And a rich **** I know who runs 5 seperate companies took 5 x £50,000 and his account has given him the impression he won't have to pay it all back. Fingers crossed he is wrong!!
I do have a customer who works big tax fraud cases and his is pretty confident that lots of chancers are going to feel the pain...
And a rich **** I know who runs 5 seperate companies took 5 x £50,000 and his account has given him the impression he won’t have to pay it all back. Fingers crossed he is wrong!!
There was a lot of bad advice around this, I've a few accountant friends, and in HMRC, they all say this will be chased.
12th March last year… and he was far from alone in saying this… at that time… even among the Conservative candidates that Johnson defeated to become the UK’s ultimate decision maker (a job he has proven himself entirely unfit for)…
https://twitter.com/politicsjoe_uk/status/1238085538957139968?s=21
It isn’t hindsight. Johnson was slow to understand what was happening. Slow to make any decision. Slow to accept the massive responsibility that comes with the nice title he spent so many years chasing. This was all painfully clear at the time. We had a part time disconnected PM at just the time we most needed an engaged and effective decision maker running the country.
Jokes aside about Croydon - we had exactly the same thing in Sydney: There are particular groups of suburbs which have really suffered from low vaccine uptake (directly measurable) - these are also the same suburbs that have also struggled with low lockdown/social distancing compliance (obviously more difficult to measure).
These suburbs in SW Sydney really drove the delta outbreak - at the point we were having 1,500 cases a day (thats a lot for us), over 1,000 would have been in these "Local Government areas of Concern"
These suburbs are historically cheaper to live in (in one of the most expensive cities in the world) and so have a higher number of people in lower paid jobs who are less likely to be able to work from home, more likely to travel across the city to work (eg, tradespeople), less likely to be able to afford to take time off if they catch covid (and so less likely to get tested) etc etc. The median household size was also larger, often with multigenerational occupants.
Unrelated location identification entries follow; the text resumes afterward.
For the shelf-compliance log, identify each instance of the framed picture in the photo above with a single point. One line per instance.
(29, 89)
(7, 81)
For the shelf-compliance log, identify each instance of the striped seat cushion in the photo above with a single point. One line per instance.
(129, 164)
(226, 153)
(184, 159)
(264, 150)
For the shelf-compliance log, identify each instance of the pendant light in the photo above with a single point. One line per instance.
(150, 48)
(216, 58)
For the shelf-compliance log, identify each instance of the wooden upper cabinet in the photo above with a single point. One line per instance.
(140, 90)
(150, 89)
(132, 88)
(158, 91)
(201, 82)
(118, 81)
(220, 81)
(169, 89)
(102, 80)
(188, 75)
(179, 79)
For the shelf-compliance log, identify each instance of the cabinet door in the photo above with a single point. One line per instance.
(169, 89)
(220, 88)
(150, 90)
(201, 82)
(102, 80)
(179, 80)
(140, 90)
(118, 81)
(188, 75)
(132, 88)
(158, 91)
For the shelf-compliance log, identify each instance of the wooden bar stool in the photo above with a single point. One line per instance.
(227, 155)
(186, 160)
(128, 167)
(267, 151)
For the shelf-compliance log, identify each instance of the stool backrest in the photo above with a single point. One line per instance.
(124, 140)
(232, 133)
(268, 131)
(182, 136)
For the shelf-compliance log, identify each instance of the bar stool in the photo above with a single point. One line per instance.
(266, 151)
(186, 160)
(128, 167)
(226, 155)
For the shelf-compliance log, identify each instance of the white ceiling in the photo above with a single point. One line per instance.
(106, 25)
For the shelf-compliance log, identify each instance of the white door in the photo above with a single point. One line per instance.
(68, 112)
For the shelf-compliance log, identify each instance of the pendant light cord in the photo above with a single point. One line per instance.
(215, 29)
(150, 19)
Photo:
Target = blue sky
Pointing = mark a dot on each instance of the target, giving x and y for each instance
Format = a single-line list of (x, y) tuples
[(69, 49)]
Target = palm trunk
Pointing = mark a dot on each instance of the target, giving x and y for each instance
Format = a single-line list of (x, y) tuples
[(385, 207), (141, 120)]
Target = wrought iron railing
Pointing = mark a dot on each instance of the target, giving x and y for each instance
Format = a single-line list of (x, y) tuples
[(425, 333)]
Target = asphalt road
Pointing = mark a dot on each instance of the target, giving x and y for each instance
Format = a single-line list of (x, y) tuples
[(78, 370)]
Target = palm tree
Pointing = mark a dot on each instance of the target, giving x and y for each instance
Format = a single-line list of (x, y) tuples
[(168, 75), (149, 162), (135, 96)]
As a result of seeing massive spikes in these areas (combined with low vaccination rates), these areas were subject to much more severe lockdowns than the rest of Sydney - these have largely been lifted now. Vaccine supplies (which were constrainned) were diverted from other parts of Sydney and NSW to give priority to these suburbs - loads of pop-up/drop in vaccination hubs were established, weekend vaccine blitzes at sports grounds, that kind of thing.
*treading carefully*
Whereas the socioeconomic factors are relatively easy to understand - I don't really understand the cultural component. These areas are also largely populated by recent immigrants and their families. There was a decent effort (albeit somewhat late) here to start reaching out to these communities through local organisations to provide information about the pandemic and the vaccine in other languages - but I'm not sure that accounts for all the vaccine hesitancy that we saw.
I know that in the UK there was/is concern about low uptake within BAME communities - can anybody explain why this was/is? Is it just about (not) tailoring how information was provided to these communities - or there something else there? Not trying to be controversial, just trying to understand.
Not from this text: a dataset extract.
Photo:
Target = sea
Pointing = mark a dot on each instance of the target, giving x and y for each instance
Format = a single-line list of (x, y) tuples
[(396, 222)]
*braces for being called a racist/colonialist*
I know that in the UK there was/is concern about low uptake within BAME communities – can anybody explain why this was/is? Is it just about (not) tailoring how information was provided to these communities – or there something else there? Not trying to be controversial, just trying to understand
Lack of trust is the reason generally given. What I find particularly worrying is there has been lower uptake among BAME healthcare workers. How can you work in healthcare and not trust modern medicine?
And whilst there has been a lower uptake among the BAME community I don't think it is so significant as to explain why Croydon, for example, only has 58% double jabbed.
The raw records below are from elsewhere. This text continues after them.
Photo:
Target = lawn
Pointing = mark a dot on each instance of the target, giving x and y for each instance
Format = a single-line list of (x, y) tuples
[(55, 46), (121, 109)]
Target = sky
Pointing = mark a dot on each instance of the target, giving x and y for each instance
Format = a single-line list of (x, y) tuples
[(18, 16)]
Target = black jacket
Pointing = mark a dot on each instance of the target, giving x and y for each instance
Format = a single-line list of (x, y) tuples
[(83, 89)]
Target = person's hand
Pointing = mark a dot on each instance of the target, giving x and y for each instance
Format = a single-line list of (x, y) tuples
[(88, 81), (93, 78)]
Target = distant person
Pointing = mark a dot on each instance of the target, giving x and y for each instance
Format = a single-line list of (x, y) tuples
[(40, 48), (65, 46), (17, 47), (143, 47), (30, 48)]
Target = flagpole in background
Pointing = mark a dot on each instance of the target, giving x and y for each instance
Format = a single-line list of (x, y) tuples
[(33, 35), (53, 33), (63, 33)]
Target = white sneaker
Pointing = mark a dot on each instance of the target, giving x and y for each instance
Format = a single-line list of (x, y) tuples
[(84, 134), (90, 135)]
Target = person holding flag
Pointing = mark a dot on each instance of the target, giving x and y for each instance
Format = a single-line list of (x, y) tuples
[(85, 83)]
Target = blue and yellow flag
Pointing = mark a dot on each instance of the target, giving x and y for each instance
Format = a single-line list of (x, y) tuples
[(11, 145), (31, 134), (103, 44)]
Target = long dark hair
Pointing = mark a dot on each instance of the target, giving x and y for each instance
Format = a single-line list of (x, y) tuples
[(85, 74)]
Also, wasn't there quite early on a noticeably higher incidence in infection rates in the BAME community that was flagged as something that needed to be immediately investigated?
And then that urgent investigation just seemed to stall, and then it didn't seem to be reported about at all, and then it just dropped off the agenda entirely.
And then the 'why is there a lack of trust?' articles appeared and suddenly everyone was mystified by it.
Well it makes no sense at all that a higher incidence of Covid among the BAME community should result in lower vaccination uptake among the BAME community.
Did this lack of trust also result in less face covering, hand washing, and social distancing, among the BAME community?
I'm not suggesting that sense enters into it, but i do think that the lack of progress in pursuing links between ethnicity and infection rates may have given ammunition to bad faith actors in this whole sorry mess.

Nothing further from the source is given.